The biggest one occurred at a private fundraiser that he didn’t think was being recorded (in this day and age a candidate should never think that). Romney basically described the 47 percent of the citizens who don’t pay federal income taxes as mooching off the rest of us. That “47 percent” comment probably cost him the election.
Meanwhile, Obama was vulnerable for several reasons. His signature accomplishment, the Affordable Care Act, was under siege from the moment it passed. The economy and the rest of his agenda sputtered along because the Republicans were doing nothing to help him. Worst of all, he maintained a blasé attitude towards the campaign and the debates. He felt like they were beneath him.
Obama’s first debate performance was a complete disaster as he looked like someone who was out of touch and bored with his job. Romney came across as someone who was excited and knew what he was doing. The contrast was striking and took what appeared to be a certain Obama victory and turned the contest into a toss-up.
Reading about the two campaigns and their efforts to keep their candidates on the straight and narrow was both fascinating and comical at the same time. If episodes of elitism or gaffes didn’t intrude on operations there were always dimwitted surrogates and staff infighting to drag down the candidates and their message.

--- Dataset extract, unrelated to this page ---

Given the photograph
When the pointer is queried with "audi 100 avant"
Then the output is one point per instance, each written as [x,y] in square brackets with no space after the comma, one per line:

The one overriding negative was the unimaginable amount of money thrown into the ring. Considering how many people in this country struggle to make ends meet it’s unconscionable to see literally billions of dollars wasted on influencing the outcome. At least one campaign commercial aired 16,000 times. It’s unlikely the Founding Fathers ever expected political campaigns to devolve into such slimy, expensive affairs.
In the end Halperin and Heilemann showed that our democracy is far from pure. Political campaigns are all about winning, and competence, integrity, and spending restraints don’t enter the lexicon. Double Down is a very funny, entertaining, and disturbing read that provides us with lessons we never learned in a civics class.